Corruption, impunity and mismanagement, combined with rising levels of gang violence, have brought the Caribbean nation’s state institutions “close to collapse,” the agency said.
The UN Human Rights Office reported that as of March 22, 1,554 people had been killed and 826 injured in gang violence. A brand new report published by the agency describes a pointy increase in sexual violence by gang members, including the rape of girls, often after witnessing the murder of their husbands.
There can be widespread lethal vigilantism in which community groups – some calling themselves “self-defense brigades” – goal people suspected of minor crimes or gang affiliation. According to the UN, 528 people died in this fashion last 12 months, and up to now this 12 months – 59 more.
Armed gangs have taken control of much of the capital, Port-au-Prince, destroying police stations and government offices, in addition to looting banks and hospitals, and killing and kidnapping dozens of people. The violence led to the resignation of Prime Minister Ariel Henry, who was stranded abroad in early March.
William O’Neill, a U.N. human rights expert who has worked extensively in Haiti, said at a news conference in New York on Thursday that the present situation is the worst violence he has seen in Haiti for the reason that military dictatorship in the early Nineteen Nineties. , when rape and execution were widely used against opponents of the federal government.
“All the numbers are going in the wrong direction, very quickly,” he said.
Haitians are trapped in an “open prison,” cut off from the world by air, land and sea, O’Neill said. Leaving their homes and going to the market “is a life-threatening endeavor for them,” he said.
UN officials have warned that Haitian police may now not give you the option to withstand gang attacks. “I don’t know how long Haitians can wait,” Mr. O’Neill said.
The State Department announced this week that it’s sending $10 million price of kit, including weapons and ammunition, to Haitian security forces “as they fight to protect people and critical infrastructure from organized and targeted gang attacks.”
The head of the UN human rights office in Haiti, Arnaud Royer, said in an interview that there are only 600-700 Haitian law enforcement officials currently working in Port-au-Prince and that there are only 9,000 law enforcement officials in the complete country, lower than half Recommended by UN level police. Compared to gangs, the police are outnumbered and outgunned.
“It’s almost over for the police. They are on edge,” Mr. Royer said. “Morale is extremely low and they are unable to keep up with all the alerts they receive. No one is safe in this city right now,” he added.
Police were battling gangs “that have demonstrated extensive capabilities with advanced weapons,” Lewis Galvin, senior Americas analyst at Janes, a defense intelligence firm that includes assault rifles of various brands as well as sniper rifles equipped with hollow barrels. -point ammunition.
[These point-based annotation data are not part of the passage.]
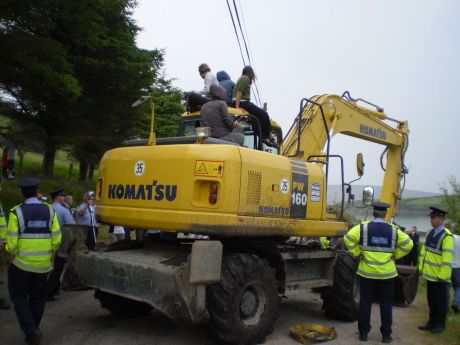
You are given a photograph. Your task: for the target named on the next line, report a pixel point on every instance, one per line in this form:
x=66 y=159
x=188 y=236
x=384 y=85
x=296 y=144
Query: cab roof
x=232 y=111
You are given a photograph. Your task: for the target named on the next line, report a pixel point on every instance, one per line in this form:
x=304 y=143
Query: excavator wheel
x=243 y=306
x=341 y=301
x=120 y=306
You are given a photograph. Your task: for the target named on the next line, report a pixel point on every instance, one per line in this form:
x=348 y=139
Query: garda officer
x=436 y=257
x=377 y=244
x=3 y=231
x=32 y=239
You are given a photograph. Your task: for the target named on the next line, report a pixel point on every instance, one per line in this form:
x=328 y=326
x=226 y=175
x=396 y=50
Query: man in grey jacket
x=214 y=114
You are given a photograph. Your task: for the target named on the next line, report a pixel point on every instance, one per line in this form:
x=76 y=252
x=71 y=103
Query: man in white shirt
x=456 y=270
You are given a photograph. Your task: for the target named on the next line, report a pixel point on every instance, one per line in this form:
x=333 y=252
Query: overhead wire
x=236 y=32
x=245 y=41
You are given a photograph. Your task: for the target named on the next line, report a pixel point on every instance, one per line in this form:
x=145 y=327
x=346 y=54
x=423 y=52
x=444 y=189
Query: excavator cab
x=249 y=123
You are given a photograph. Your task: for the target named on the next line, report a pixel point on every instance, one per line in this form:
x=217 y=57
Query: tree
x=37 y=81
x=72 y=69
x=451 y=191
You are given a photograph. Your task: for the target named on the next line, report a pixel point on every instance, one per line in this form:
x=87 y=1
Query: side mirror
x=368 y=196
x=360 y=164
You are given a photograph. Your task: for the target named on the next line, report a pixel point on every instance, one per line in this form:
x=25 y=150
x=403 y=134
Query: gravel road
x=77 y=318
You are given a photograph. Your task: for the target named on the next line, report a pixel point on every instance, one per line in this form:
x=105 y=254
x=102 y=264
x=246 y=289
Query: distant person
x=11 y=161
x=228 y=84
x=64 y=217
x=3 y=233
x=196 y=100
x=68 y=202
x=33 y=238
x=5 y=162
x=214 y=114
x=414 y=253
x=456 y=270
x=86 y=215
x=436 y=257
x=242 y=99
x=377 y=244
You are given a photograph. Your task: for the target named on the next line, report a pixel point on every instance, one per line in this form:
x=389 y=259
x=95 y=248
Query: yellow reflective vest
x=33 y=235
x=325 y=242
x=3 y=226
x=377 y=244
x=437 y=255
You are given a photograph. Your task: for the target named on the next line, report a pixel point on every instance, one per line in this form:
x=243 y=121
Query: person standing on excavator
x=377 y=244
x=435 y=265
x=242 y=99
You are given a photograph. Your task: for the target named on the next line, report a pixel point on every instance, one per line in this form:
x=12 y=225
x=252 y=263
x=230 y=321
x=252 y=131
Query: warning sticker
x=209 y=168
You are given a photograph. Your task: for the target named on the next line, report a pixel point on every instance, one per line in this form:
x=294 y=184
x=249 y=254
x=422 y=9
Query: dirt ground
x=76 y=318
The UN report concluded that the international arms embargo did not block the supply of illegal weapons and ammunition to Haiti. “It is shocking that despite the horrific situation on the ground, weapons continue to arrive,” Volker Turk, the U.N. human rights chief, said in a press release Thursday. “I appeal for more practical implementation of the arms embargo,” he added.
In a rare public appearance via video statement on Thursday, Frantz Elbe, head of the Haitian National Police, tried to calm the population by standing in front of other officers and wearing a protective vest.
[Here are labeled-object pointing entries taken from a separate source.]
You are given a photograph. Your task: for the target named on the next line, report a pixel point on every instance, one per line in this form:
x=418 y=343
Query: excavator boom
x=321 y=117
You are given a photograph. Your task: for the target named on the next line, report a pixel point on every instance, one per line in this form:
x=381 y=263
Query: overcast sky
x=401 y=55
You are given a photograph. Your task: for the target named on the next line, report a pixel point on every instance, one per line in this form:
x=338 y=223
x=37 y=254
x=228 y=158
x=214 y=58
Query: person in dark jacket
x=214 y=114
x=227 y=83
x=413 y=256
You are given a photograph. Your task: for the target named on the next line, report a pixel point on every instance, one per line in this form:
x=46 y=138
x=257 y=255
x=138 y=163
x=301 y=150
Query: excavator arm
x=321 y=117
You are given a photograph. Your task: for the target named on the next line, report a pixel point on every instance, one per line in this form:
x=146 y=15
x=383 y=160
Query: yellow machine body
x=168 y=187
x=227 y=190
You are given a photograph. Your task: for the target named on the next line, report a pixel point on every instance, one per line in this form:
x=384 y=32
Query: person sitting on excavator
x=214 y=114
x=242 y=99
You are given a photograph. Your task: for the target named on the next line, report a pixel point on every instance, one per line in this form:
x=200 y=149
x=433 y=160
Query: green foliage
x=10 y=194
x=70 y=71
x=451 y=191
“Our society is experiencing a political crisis coupled with a security crisis the likes of which the country has never experienced before,” he said, vowing that police “will continue to fight to get you back to your neighborhoods and your families.”
Amid ongoing violence, the formation of an interim presidential council was delayed after more than two weeks of negotiations. The council will be tasked with appointing an acting prime minister to lead the new government and hold new elections, as well as paving the way for the deployment of a UN-backed international police mission. However, the composition of the body was delayed after several names were withdrawn due to personal safety and ethical concerns.
While violence in Port-au-Prince has subsided somewhat in recent days, local aid agencies have reported food and fuel shortages following the closure of the capital’s main port. Several countries, including the United States, Canada and France, evacuated hundreds of stranded citizens on emergency flights.
The World Food Program said this week that Haiti now suffers from its worst-ever level of food insecurity after gangs took over farmland and blocked roads to and from the capital, extorting money from people in buses and trucks delivering goods.
Paul’s second tree reporting contributed.